Ketua Tim delegasi FK Unaya pada ajang Airlangga Medical Scientific Week (AMSW) 2020, Hanief Al-Hadi mengangkat Judul research paper karya delegasi FK Unaya, “Potential Inhibitor Of Covid-19 Main Protease Form Cyperus rotundus Rhizomes: Molecular Docking Studies”. Hanief mengatakan bahwa kompetisi ini menjadi suatu pengalaman yang berharga, walaupun banyak rintangan tapi kita mampu untuk bersaing dan sejajar dengan kampus-kampus lain. Kesan juga disampaikan oleh anggota tim Mahmud Hary Pranggono dan Putri Elviani dari ajang kompetisi ini menambah ilmu pengetahuin, wawasan dan pengalaman dan dapat bersaing dengan teman-teman yang ada di PTN favorit. Tim delegasi FK-UNAYA mengajak khususnya mahasiswa fakultas kedokteran dan mahasiswa Unaya untuk tidak takut dan ragu jika ada kompetisi yang bersifat ilmiah dan berani mencoba walaupun harus bersaing dengan perguruan tinggi papan atas, mari eksplore masa muda dan masa studi dengan prestasi sesuai dengan selogan Universitas Abulyatama “Rumoh Ilmu dan Budaya”.

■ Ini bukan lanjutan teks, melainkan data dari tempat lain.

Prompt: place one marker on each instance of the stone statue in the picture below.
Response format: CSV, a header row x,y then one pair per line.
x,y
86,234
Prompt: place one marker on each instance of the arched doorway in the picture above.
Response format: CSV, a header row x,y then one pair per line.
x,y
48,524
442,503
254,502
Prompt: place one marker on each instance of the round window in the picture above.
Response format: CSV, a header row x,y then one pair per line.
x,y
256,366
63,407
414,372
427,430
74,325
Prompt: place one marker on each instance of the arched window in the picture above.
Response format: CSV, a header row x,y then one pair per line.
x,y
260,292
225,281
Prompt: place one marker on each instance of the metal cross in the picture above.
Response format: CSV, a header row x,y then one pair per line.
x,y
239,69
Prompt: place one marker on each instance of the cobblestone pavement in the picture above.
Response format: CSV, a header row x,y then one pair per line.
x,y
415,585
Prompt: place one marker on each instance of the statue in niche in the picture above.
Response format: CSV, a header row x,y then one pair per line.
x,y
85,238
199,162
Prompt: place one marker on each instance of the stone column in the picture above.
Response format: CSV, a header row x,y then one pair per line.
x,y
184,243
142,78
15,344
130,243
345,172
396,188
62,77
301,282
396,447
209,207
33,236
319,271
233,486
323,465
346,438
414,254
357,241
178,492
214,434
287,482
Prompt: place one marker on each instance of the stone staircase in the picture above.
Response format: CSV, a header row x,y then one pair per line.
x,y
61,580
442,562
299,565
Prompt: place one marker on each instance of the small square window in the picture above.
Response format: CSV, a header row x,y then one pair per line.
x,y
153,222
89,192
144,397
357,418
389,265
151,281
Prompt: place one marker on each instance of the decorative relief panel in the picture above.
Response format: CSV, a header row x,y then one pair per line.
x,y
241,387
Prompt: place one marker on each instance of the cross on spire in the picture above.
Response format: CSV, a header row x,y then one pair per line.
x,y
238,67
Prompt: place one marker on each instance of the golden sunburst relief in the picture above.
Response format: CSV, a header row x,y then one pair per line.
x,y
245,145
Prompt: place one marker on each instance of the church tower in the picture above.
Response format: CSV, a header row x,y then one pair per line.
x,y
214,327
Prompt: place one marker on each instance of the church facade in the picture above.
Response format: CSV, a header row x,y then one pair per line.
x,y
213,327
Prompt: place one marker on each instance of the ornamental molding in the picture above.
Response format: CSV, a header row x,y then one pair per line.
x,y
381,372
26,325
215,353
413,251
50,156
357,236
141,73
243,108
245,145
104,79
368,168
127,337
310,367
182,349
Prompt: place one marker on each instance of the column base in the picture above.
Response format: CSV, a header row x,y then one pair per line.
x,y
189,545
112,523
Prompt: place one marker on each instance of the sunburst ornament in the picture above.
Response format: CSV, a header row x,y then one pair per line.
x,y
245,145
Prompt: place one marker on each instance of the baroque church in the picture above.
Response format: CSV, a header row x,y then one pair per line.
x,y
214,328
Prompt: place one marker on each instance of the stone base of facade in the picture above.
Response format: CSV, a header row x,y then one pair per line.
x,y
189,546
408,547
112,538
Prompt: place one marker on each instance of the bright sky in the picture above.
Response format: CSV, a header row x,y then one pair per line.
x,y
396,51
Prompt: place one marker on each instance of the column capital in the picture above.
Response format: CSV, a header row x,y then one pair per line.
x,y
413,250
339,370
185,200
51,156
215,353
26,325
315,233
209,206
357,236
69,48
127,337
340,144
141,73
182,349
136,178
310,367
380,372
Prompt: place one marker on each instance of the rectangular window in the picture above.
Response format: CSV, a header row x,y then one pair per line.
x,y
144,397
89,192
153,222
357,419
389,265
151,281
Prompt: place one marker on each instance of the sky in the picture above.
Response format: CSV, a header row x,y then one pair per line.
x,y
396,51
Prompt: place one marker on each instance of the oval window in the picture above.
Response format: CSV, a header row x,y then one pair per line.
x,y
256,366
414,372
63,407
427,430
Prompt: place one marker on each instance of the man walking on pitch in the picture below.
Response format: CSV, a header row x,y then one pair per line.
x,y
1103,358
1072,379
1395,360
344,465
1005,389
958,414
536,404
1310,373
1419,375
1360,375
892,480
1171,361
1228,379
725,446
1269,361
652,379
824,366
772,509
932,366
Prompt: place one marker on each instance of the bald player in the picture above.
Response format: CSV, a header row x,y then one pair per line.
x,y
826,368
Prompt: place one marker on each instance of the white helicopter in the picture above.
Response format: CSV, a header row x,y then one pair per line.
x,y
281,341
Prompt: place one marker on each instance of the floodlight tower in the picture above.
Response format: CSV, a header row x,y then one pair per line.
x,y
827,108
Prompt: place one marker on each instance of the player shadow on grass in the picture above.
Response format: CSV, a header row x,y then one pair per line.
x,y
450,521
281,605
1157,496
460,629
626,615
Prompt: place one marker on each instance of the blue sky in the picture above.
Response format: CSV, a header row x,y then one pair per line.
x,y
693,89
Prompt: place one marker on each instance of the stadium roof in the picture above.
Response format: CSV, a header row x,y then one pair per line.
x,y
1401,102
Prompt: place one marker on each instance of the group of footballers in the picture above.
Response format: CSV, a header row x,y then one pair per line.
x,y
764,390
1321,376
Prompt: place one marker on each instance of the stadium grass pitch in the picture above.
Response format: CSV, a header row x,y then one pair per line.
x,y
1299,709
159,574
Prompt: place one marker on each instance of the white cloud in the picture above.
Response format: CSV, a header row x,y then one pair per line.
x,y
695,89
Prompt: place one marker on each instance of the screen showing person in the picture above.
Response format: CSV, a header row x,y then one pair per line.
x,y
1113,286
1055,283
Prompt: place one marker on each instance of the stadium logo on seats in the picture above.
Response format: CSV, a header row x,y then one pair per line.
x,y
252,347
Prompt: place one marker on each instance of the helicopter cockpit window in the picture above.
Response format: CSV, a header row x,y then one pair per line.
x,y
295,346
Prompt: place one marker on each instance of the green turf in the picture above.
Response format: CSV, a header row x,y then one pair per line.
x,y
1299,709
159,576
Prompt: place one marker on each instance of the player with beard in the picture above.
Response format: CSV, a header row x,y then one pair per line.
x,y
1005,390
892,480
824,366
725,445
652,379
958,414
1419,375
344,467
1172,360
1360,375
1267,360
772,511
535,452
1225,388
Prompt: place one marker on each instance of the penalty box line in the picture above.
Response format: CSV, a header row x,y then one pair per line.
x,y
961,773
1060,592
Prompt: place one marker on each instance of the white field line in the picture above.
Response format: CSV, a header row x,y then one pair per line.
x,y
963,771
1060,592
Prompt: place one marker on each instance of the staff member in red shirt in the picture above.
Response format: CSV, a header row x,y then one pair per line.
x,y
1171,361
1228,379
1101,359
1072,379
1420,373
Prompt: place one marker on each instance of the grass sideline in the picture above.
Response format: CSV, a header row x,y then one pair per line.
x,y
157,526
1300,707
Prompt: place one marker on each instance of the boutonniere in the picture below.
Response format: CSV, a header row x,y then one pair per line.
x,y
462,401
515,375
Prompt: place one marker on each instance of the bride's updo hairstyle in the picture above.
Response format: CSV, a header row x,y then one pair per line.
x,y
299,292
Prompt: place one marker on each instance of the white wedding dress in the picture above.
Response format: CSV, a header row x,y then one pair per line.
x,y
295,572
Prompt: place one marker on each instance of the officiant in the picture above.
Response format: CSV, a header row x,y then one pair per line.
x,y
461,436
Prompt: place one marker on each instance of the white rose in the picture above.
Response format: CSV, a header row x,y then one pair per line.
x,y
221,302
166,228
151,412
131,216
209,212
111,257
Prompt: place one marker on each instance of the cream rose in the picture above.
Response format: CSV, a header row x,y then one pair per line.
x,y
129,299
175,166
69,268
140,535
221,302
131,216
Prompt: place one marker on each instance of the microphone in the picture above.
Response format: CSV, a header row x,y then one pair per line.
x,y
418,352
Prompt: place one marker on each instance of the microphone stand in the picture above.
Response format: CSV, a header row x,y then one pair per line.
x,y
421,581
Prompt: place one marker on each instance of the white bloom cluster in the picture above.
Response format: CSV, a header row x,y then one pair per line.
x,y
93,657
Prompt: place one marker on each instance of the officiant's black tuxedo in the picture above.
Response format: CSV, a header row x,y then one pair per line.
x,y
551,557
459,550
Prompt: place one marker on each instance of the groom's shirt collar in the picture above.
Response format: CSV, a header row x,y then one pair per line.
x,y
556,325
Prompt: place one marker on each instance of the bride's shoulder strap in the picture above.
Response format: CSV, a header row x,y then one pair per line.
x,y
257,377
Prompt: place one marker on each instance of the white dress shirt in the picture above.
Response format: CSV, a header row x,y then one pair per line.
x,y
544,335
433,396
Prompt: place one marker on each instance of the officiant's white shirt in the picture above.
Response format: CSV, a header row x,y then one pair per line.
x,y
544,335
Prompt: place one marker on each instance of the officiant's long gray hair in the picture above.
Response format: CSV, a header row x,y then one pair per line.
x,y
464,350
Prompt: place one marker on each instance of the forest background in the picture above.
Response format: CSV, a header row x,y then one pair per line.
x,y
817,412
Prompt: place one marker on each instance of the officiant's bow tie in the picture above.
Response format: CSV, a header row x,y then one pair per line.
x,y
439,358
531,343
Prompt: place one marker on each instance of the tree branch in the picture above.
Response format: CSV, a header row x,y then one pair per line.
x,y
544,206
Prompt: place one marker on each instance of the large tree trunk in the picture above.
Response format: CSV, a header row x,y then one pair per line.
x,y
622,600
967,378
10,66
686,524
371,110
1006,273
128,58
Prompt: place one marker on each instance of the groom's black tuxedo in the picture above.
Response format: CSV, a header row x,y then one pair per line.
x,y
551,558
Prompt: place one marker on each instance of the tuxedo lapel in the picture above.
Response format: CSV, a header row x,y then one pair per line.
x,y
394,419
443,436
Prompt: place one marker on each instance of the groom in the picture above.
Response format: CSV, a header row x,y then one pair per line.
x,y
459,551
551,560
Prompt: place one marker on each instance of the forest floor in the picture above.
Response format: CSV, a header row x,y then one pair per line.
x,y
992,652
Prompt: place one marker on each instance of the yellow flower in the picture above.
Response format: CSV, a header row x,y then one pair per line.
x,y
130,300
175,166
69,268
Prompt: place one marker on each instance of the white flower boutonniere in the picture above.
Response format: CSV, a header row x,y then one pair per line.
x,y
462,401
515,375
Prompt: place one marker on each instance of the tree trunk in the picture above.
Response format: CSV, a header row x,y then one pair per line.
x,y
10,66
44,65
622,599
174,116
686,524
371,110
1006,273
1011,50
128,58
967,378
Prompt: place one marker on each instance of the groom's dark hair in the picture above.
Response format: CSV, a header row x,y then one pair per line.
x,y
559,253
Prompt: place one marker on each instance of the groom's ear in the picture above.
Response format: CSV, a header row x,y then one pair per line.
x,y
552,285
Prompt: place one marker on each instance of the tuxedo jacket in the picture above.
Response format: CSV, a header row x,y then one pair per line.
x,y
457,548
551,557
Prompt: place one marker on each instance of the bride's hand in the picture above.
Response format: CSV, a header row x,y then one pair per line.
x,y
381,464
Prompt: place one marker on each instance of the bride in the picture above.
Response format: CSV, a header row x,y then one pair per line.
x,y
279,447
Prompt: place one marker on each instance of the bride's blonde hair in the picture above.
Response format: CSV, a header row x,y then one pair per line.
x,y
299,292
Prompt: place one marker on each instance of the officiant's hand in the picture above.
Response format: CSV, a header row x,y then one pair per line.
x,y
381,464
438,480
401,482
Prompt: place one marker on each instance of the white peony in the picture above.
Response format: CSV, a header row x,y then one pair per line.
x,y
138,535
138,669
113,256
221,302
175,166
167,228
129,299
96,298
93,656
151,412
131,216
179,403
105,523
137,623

Rizarullah selaku dosen pembimbing bidang penelitian bioinformatik mengatakan bahwa keberhasilan tim delegasi FK Unaya patut di syukuri, karena tidak mudah untuk mahasiswa kedokteran melakukan penelitian bioinformatik khususnya moleculer docking. Mahasiswa tersebut sebelumnya belum pernah terpapar dengan materi tersebut sehingga membutuhkan kerja keras untuk lebih memahami materi bioinformatik. Namun saya bangga pada mahasiswa universitas abulyatama khususnya prodi pendidikan dokter yang telah kerja keras untuk memahami penelitian tersebut sehingga menghasilkan beberapa karya dan prestasi yang saya banggakan.